Department of Surveying and Geoinformatics, Faculty of Engineering, University of Lagos, Akoka, Lagos, Nigeria.
Environ Sci Pollut Res Int. 2020 Jan;27(1):66-74. doi: 10.1007/s11356-019-05589-x. Epub 2019 Jun 14.
For several years, Landsat imageries have been used for land cover mapping analysis. However, cloud cover constitutes a major obstacle to land cover classification in coastal tropical regions including Lagos State. In this work, a land cover appearance for Lagos State is examined using Sentinel-1 synthetic aperture radar (SAR) and Land Satellite 8 (Landsat 8) imageries. To this aim, a Sentinel-1 SAR dual-pol (VV+VH) Interferometric Wide swath mode (IW) data orbit for 2017 and a Landsat 8 Operational Land Imager (OLI) for 2017 over Lagos State were acquired and analysed. The Sentinel-1 imagery was calibrated and terrain corrected using a SRTM 3Sec DEM. Maximum likelihood classification algorithm was performed. A supervised pixel-based imagery classification to classify the dataset using training points selected from RGB combination of VV and VH polarizations was applied. Accuracy assessment was performed using test data collected from high-resolution imagery of Google Earth to determine the overall classification accuracy and Kappa coefficient. The Landsat 8 was orthorectified and maximum likelihood classification algorithm also performed. The results for Sentinel-1 include an RGB composite of the imagery, classified imagery, with overall accuracy calculated as 0.757, while the kappa value was evaluated to be about 0.719. Also, the Landsat 8 includes a RBG composite of the imagery, classified imagery, but an overall accuracy of 0.908 and a kappa value of 0.876. It is concluded that Sentinel 1 SAR result has been effectively exploited for producing acceptable accurate land cover map of Lagos State with relevant advantages for areas with cloud cover. In addition, the Landsat 8 result reported a high accuracy assessment values with finer visual land cover map appearance.

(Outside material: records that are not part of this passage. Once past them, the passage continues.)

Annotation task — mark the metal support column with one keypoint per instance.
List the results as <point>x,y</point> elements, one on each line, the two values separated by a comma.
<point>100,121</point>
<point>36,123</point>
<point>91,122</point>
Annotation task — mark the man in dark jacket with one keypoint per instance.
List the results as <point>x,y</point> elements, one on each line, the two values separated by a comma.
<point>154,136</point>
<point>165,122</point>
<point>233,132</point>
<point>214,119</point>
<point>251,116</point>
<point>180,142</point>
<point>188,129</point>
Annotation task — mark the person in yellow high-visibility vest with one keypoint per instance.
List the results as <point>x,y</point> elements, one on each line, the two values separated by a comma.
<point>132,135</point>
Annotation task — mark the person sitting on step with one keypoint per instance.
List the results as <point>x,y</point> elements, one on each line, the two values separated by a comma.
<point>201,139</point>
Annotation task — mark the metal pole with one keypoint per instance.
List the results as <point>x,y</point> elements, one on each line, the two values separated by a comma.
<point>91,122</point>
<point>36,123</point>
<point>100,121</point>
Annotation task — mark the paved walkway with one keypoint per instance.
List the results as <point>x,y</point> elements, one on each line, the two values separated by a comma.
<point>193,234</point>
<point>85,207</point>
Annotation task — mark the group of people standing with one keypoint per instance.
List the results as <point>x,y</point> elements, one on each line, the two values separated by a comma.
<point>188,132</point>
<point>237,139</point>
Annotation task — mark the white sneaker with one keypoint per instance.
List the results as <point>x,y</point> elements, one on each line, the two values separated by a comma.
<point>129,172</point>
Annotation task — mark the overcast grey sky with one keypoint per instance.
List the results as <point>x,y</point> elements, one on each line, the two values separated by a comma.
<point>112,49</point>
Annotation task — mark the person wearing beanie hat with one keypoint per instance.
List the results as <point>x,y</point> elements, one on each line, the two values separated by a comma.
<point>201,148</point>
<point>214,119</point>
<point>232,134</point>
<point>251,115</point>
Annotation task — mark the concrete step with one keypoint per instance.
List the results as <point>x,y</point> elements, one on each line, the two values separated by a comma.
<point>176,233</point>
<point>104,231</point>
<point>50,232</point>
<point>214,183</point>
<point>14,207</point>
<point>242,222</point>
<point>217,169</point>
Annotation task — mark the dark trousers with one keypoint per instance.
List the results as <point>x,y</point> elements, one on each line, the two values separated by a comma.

几年来,Landsat 成像仪一直被用于土地覆盖制图分析。然而,云覆盖是包括拉各斯州在内的热带沿海地区土地覆盖分类的主要障碍。在这项工作中,使用 Sentinel-1 合成孔径雷达 (SAR) 和陆地卫星 8 (Landsat 8) 图像检查了拉各斯州的土地覆盖外观。为此,获取并分析了 2017 年的 Sentinel-1 SAR 双极化(VV+VH)干涉宽幅模式(IW)轨道和 2017 年的 Landsat 8 运行陆地成像仪(OLI)数据。Sentinel-1 图像使用 SRTM 3Sec DEM 进行校准和地形校正。使用最大似然分类算法进行分类。使用从 VV 和 VH 极化的 RGB 组合中选择的训练点对数据集进行监督像素图像分类,应用基于像素的图像分类。使用从谷歌地球的高分辨率图像收集的测试数据进行准确性评估,以确定总体分类准确性和 Kappa 系数。对 Landsat 8 进行了正射校正,并应用了最大似然分类算法。Sentinel-1 的结果包括图像的 RGB 合成,分类图像,总体精度计算为 0.757,而 Kappa 值评估约为 0.719。此外,Landsat 8 包括图像的 RGB 合成,分类图像,但总体精度为 0.908,Kappa 值为 0.876。结论是,有效地利用 Sentinel 1 SAR 结果为拉各斯州生成了可接受的准确土地覆盖图,为有云覆盖的地区提供了相关优势。此外,Landsat 8 报告的精度评估值较高,土地覆盖图的视觉效果更精细。